28 sep. 2009

Los alegres compadres

Los alegres compadres, acrílico sobre tela, 20 x 80cm


La curiosidad por los vagabundos me la heredó mi padre. También en alguna ocasión mi amigo Ramsés me dijo que los vagabundos por lo general eran personas que habían vivido situaciones emocionales muy complicadas y que no habían logrado superar, y esa conclusión me impactó bastante, así que cuando los veo intento memorizar su rostro y sus pertenencias, por si los vuelvo a ver , reconocerlos.

El cuadro de los alegres compadres no retrata propiamente la vida de los vagabundos de la plaza de España. En la escena habrá alguno de vez en cuando, pero también se reunen ahí viejos, niños, jóvenes, junkies; lo interesante de este parque y que se ubica frente a la iglesia de Santa Eulalia es que en él, conviven de forma pacífica, chistosa, y en ocasiones rayando en lo absurdo, tres generaciones muy interesantes y que nos reflejan como un gran espejo público.

Primero los viejitos típicos de sentarse en la banca, a mirar a la gente, a los muertos que llevan en los ataudes para la misa de cuerpo presente de la iglesia de enfrente, a las novias y novios cuando se casan, o bien que sencillamente se sientan a ver el mundo pasar o darles de comer a la palomas. Esta generación es la que esta a punto de partir y que ostenta la paternidad de la generación de la movida de los 80, la generación del 68 en México o la generación del "no me hallo" Tapatía. Algunos de estos ilustres jóvenes se quedaron enganchados a las nuevas drogas de aquellos tiempos (según dicen promovidas por el gobierno gringo) y después todo siguió su curso hasta llegar a nuestros días y ser los yunkies del pueblo, los porretas o borrachuzas, o bien haber muerto de sobredosis o por consecuencia del VIH. Esta generación ahora decide casi por completo el curso del mundo y son los padres de nosotros.

Es a ellos a quienes dedico este cuadro, a la "quinta" que quedó en el centro del sandwich, a los casualmente comprometidos sin su consentimiento en el destino de este mundo, a los educados a la antigua, a los que le buscaron el camino al rock, al pop , a la heroína, a la mota, al amor y paz.
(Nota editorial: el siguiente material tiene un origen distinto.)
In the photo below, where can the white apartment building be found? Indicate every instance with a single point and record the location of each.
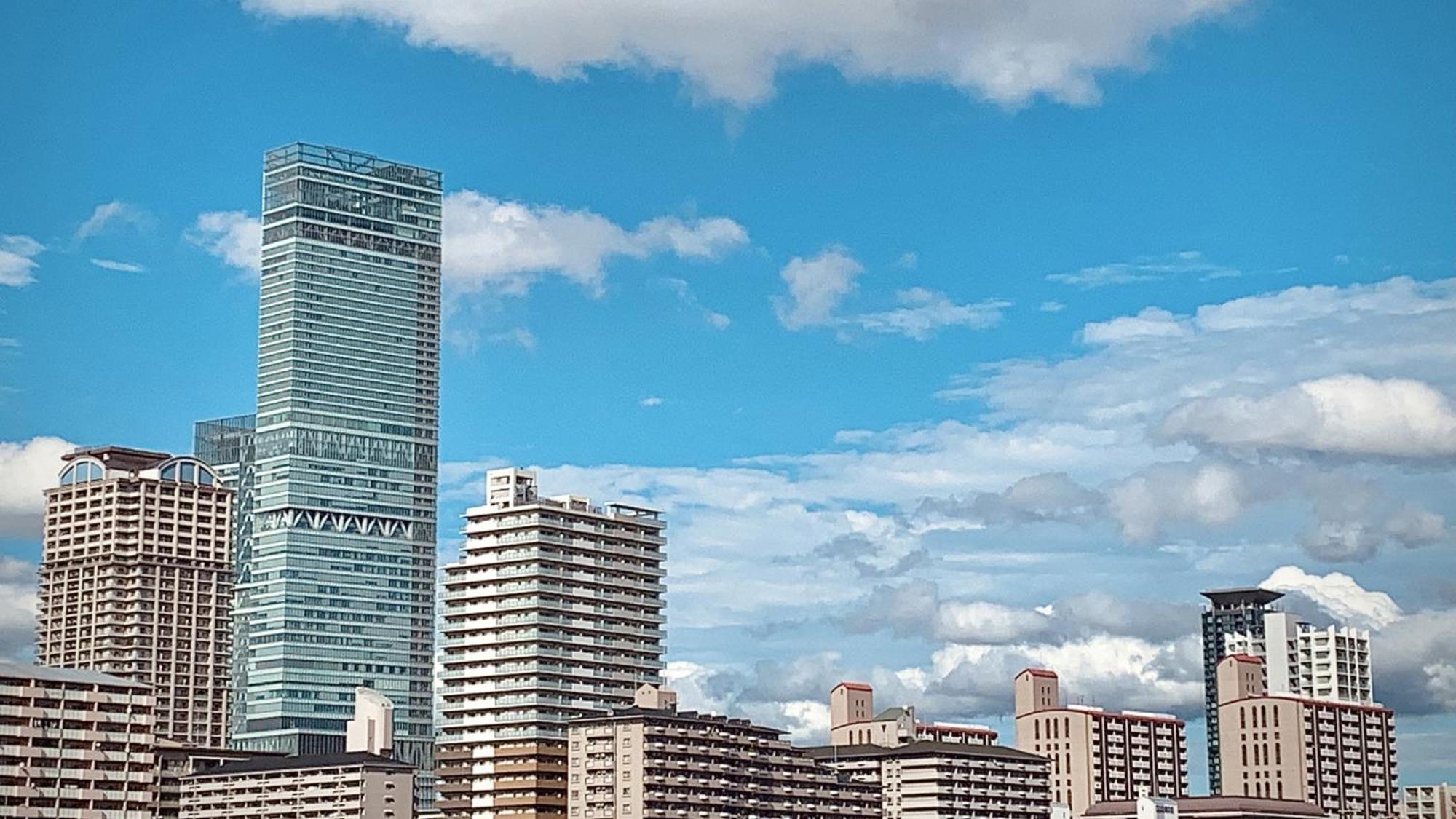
(138, 582)
(1429, 802)
(1323, 663)
(75, 743)
(554, 611)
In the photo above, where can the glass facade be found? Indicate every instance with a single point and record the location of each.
(337, 573)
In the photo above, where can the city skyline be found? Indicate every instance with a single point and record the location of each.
(928, 375)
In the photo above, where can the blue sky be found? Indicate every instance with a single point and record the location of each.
(828, 295)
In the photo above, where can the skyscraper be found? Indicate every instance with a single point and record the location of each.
(337, 475)
(1230, 611)
(554, 611)
(138, 582)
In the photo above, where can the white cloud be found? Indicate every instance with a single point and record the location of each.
(922, 312)
(507, 247)
(688, 298)
(18, 260)
(1005, 52)
(119, 267)
(232, 237)
(1346, 414)
(20, 601)
(1152, 269)
(111, 213)
(1170, 493)
(1151, 323)
(818, 286)
(27, 468)
(1339, 595)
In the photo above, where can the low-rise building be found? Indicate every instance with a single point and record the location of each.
(854, 720)
(1429, 802)
(652, 761)
(1205, 807)
(947, 780)
(362, 783)
(1333, 753)
(1099, 755)
(75, 743)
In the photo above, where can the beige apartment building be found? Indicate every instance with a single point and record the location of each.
(947, 780)
(75, 743)
(652, 761)
(554, 611)
(360, 783)
(1099, 755)
(1429, 802)
(852, 720)
(1206, 807)
(138, 582)
(1336, 755)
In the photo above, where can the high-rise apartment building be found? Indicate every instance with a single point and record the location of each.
(1429, 802)
(75, 743)
(852, 720)
(1337, 755)
(652, 761)
(1099, 755)
(138, 582)
(947, 780)
(554, 611)
(1307, 660)
(1230, 611)
(337, 471)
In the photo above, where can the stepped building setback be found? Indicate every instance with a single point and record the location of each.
(1099, 755)
(553, 612)
(138, 582)
(852, 720)
(1278, 745)
(652, 761)
(337, 470)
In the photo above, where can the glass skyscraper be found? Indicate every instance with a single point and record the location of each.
(337, 471)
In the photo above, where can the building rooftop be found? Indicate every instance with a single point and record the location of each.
(1203, 804)
(122, 458)
(27, 670)
(308, 762)
(1234, 596)
(919, 748)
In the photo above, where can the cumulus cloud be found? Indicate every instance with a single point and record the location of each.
(119, 267)
(18, 260)
(1339, 595)
(27, 468)
(507, 247)
(108, 215)
(20, 601)
(1171, 493)
(1348, 414)
(1005, 52)
(232, 237)
(818, 286)
(1152, 269)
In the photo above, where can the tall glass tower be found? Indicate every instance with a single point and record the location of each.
(337, 573)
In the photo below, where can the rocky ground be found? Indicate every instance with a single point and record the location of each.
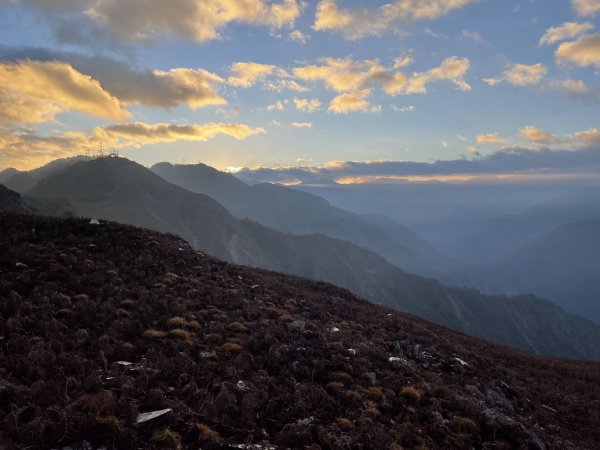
(117, 337)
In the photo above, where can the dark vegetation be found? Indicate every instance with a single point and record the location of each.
(100, 323)
(121, 190)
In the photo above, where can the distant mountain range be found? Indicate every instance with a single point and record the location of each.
(119, 337)
(121, 190)
(11, 202)
(296, 212)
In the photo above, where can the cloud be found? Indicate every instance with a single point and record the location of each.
(26, 149)
(247, 74)
(277, 106)
(137, 134)
(513, 161)
(352, 102)
(520, 75)
(407, 108)
(342, 74)
(402, 62)
(567, 30)
(582, 52)
(356, 24)
(36, 91)
(586, 139)
(570, 87)
(491, 138)
(299, 36)
(452, 69)
(199, 20)
(536, 135)
(347, 75)
(586, 7)
(307, 105)
(155, 88)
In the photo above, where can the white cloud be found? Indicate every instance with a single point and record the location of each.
(536, 135)
(199, 20)
(452, 69)
(247, 74)
(407, 108)
(491, 138)
(301, 124)
(277, 106)
(582, 52)
(355, 24)
(299, 36)
(307, 105)
(352, 102)
(567, 30)
(34, 92)
(586, 7)
(520, 75)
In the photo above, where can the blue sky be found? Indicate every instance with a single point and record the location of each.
(402, 80)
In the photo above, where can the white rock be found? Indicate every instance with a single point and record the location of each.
(242, 386)
(146, 417)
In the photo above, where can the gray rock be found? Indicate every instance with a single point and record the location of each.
(305, 422)
(498, 399)
(372, 377)
(298, 324)
(154, 417)
(6, 391)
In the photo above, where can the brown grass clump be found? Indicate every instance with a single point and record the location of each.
(193, 325)
(182, 334)
(231, 347)
(237, 326)
(214, 339)
(152, 333)
(177, 321)
(464, 425)
(207, 433)
(62, 300)
(64, 313)
(128, 303)
(80, 298)
(335, 385)
(375, 393)
(411, 395)
(166, 438)
(344, 423)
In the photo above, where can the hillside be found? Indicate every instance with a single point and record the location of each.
(11, 202)
(123, 191)
(297, 212)
(563, 264)
(104, 323)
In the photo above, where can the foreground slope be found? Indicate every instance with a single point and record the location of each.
(11, 202)
(121, 190)
(293, 211)
(102, 323)
(563, 264)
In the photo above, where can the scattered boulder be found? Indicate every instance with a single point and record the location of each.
(154, 418)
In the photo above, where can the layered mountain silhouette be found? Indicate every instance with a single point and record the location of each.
(563, 264)
(120, 337)
(121, 190)
(11, 202)
(293, 211)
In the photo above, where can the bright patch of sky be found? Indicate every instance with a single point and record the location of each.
(407, 85)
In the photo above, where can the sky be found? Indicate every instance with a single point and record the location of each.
(374, 90)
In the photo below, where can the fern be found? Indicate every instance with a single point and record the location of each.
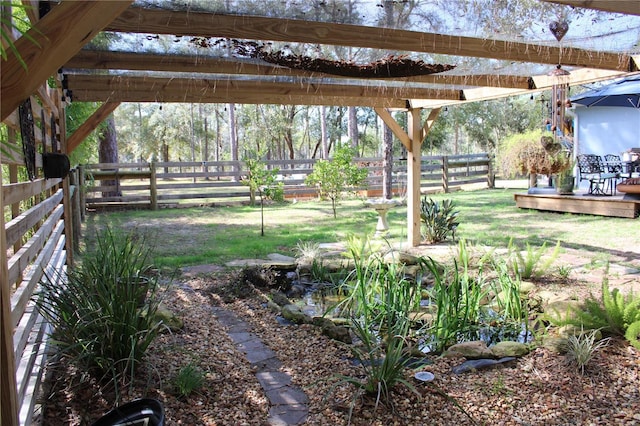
(633, 334)
(616, 314)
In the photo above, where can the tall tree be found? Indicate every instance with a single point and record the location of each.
(233, 139)
(108, 152)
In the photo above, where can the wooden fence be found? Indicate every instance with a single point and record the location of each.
(173, 184)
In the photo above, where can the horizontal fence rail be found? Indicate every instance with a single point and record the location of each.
(174, 184)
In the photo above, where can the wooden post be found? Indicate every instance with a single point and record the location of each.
(491, 177)
(445, 173)
(82, 192)
(153, 186)
(413, 177)
(8, 390)
(75, 207)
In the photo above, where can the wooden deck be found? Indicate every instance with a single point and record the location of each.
(612, 206)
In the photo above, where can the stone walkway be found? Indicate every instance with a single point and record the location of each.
(288, 402)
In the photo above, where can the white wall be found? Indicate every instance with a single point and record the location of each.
(606, 130)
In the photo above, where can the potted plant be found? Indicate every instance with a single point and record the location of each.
(534, 153)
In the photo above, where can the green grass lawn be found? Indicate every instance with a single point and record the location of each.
(182, 237)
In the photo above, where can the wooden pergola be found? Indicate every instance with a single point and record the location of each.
(114, 77)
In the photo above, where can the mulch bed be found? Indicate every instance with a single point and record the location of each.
(538, 389)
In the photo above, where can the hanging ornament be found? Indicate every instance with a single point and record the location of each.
(559, 29)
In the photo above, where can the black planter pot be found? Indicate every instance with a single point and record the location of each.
(145, 411)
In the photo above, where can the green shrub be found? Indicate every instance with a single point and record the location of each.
(333, 177)
(615, 314)
(582, 346)
(456, 296)
(531, 264)
(439, 220)
(380, 300)
(103, 316)
(189, 379)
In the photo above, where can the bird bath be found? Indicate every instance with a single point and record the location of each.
(381, 206)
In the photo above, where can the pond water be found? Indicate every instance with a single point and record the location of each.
(492, 328)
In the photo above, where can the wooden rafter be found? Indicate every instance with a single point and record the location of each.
(96, 60)
(90, 125)
(111, 88)
(58, 36)
(157, 21)
(629, 7)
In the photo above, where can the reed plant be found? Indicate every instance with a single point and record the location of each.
(531, 264)
(379, 302)
(581, 348)
(456, 296)
(509, 300)
(103, 313)
(614, 313)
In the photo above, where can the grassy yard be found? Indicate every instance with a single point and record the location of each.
(182, 237)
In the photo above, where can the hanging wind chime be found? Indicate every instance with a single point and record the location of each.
(560, 88)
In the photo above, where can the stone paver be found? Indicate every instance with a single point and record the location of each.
(288, 402)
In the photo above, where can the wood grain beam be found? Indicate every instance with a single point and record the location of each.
(162, 88)
(155, 21)
(629, 7)
(90, 125)
(58, 36)
(103, 60)
(239, 98)
(8, 390)
(396, 129)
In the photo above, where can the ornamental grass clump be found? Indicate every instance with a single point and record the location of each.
(439, 220)
(103, 313)
(616, 314)
(379, 302)
(582, 347)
Y que sobrevivieron hasta nuestros días, rehabilitándose o igual que siempre pero felices, a los yunkies de la plaza de España que pudieron dirigir el curso del mundo siendo políticos, o soldados, o escritores, o padres ejemplares pero están ahí pidiendo "un céntimo", "un cigarro", "un pitillo" pero que al final no se meten con nadie, sólo se meten alcohol, se refrescan en pelotas con el agua de la fuente y son felices.

Este señor se sienta por las tardes en las escaleras de caja Madrid y si te le quedas mirando te sonríe y te saluda con un gesto



El que está acostado con la botella, lo pinté así porque era graciosa la escena, pero en la realidad nunca lo he visto tirado de borracho. No hay semana en que no me pida un pitillo, desde luego siempre se lo doy; es muy educado y lo he visto varias veces ayudando a barrer algún patio, cargando cajas de comida para la cocina de Cáritas, es un chico encantador.

El que está de cabeza, es uno que en ocasiones anda sin camisa, caminando muy lentamente y que un día leí en el periódico que los vecinos se quejaban porque se duchaba en la fuente del parque España y las mujeres, niños y viejitos le miraban sus "vergüenzas"

El que está sentado con la botella y la boina roja se llama Benito, fue un marinero y recorrió medio mundo, lo quiere mucho la gente por aquí.



Reunidos como todos los días

Vista general de la Plaza de España



Vi las mejores mentes de mi generación destruidas por la locura, hambrientas histéricas desnudas...

Allen Ginsberg, fragmento de Aullido

1 comentario:

desordenador dijo...

Es un cuadro hermoso, tú me contagiaste a mi la curiosidad/admiración/gusto por los vagabundos.